The first disc is padded by B-sides, previously-unreleased session material and a quartet of Peel Session tracks. Of these, the worst that can be said is that they add nothing of importance to the Slanted and Enchanted experience. But you knew that, didn't you? If you're a rabid-enough Pavement fan to care whether you own these or not, you already do.
Disc two includes the entire Watery, Domestic EP, B-sides, more Peel Session material and the big draw, a twelve-song live set recorded at London's Brixton Academy in 1992. Again, if owning this material means something significant to you, you probably already have it. There are no revelations here, save for the fact that Pavement is -- shock -- far rougher live, and could make some truly glorious noise when everything clicked (and we knew that). Still, it's nice to have handy, cleaned-up live versions of "Angel Carver/Mellow Jazz Docent" and the superlative "Box Elder". The football-hooligan version of "Two States" is a keeper too, and you might get an "oh, yeah, I'd forgotten about that" laugh from all the audience whistle-blowing after "In the Mouth A Desert". Still, the whole point of the lo-fi aesthetic is that you're getting a performance as loose and unstructured as a live gig -- so supplementing an album like Slanted and Enchanted with a live gig in which many of the same songs are performed is the sort of thing you can only get away with...well, on a celebratory special edition like this one.

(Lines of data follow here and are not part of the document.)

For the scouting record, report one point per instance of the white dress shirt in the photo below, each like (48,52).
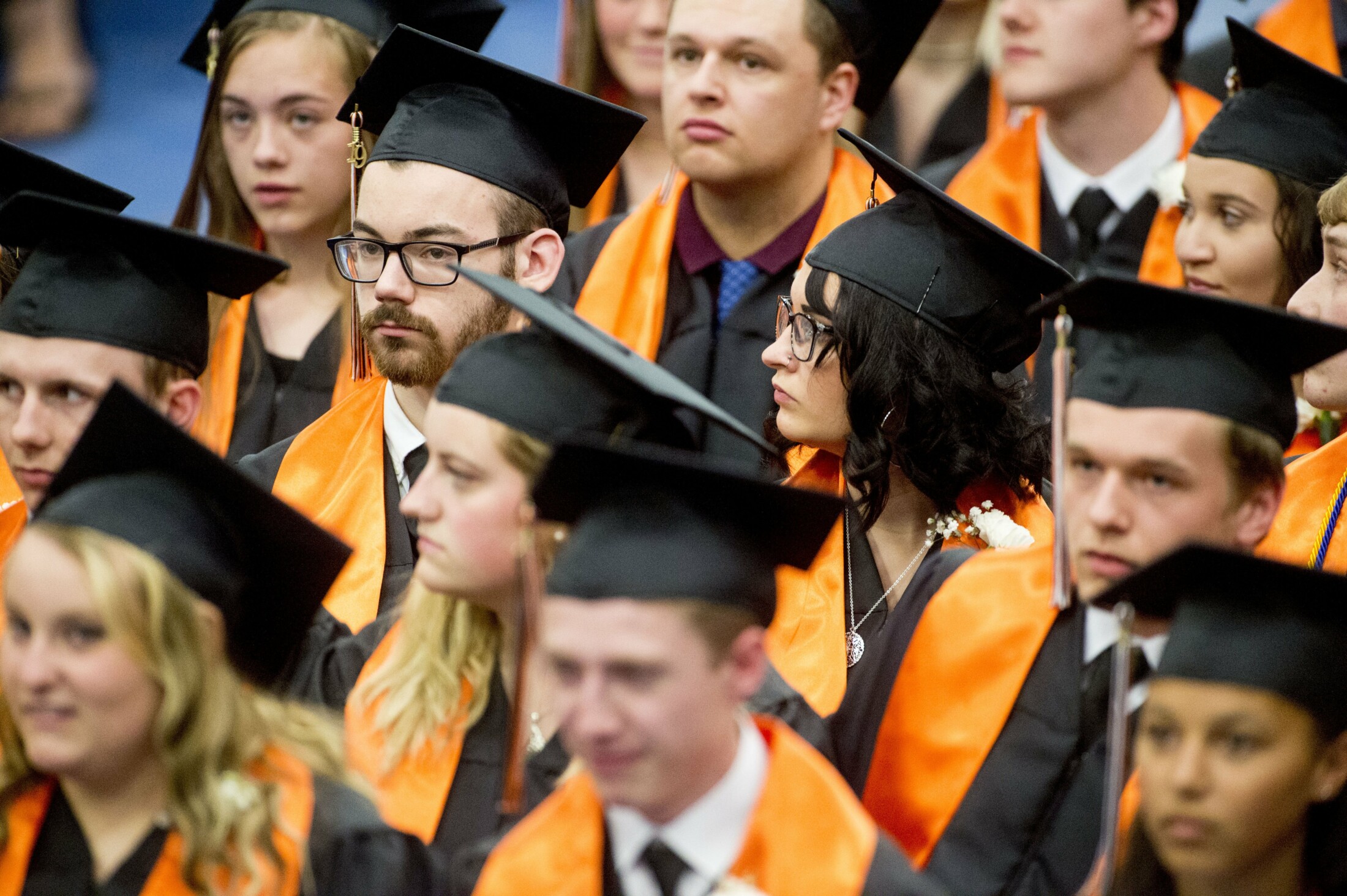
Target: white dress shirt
(400,436)
(708,836)
(1125,184)
(1102,632)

As is almost always the case with expanded reissues, you don't really need these fannish extras unless you've seriously considered having Malkmus's face tattooed on your ass; sure, they're nice to have, but the original material speaks volumes on its own. The original Slanted and Enchanted sounds almost frighteningly immediate, as if you listened to it yesterday...and given Pavement's far-reaching influence, you probably did, in some weird musical-influence Six-Degrees-of-Stephen-Malkmus sort of way. It's a different experience today, of course: you're ten years older, and instead of concentrating on getting laid or finding a real job or passing a math test or whatever you were doing in 1992, you might wonder whether Vanilla Ice influenced "Summer Babe"'s first line, or have to look up "Conduit For Sale!"'s lyrics to see if they really mention the late Richard Harris (they don't), or wonder what would've happened if notoriously acid-fried original drummer Gary Young hadn't -- ahem -- "left" the band when he did. Whatever this new Slanted and Enchanted makes you think, whatever memories it evokes, enjoy it; few albums leave such an indelible mark on music culture, and those that do are worth buying twice.
Once you've bought it, though, redouble your efforts to find something new. Buy albums by bands you've never heard before, bands you've always wanted to try, bands with great cover-art -- whatever it takes to get some new blood into the mix. The expanded Slanted and Enchanted is a suitably reverent tribute to a ground-breaking release, but it's also a gateway to old-fogeyhood.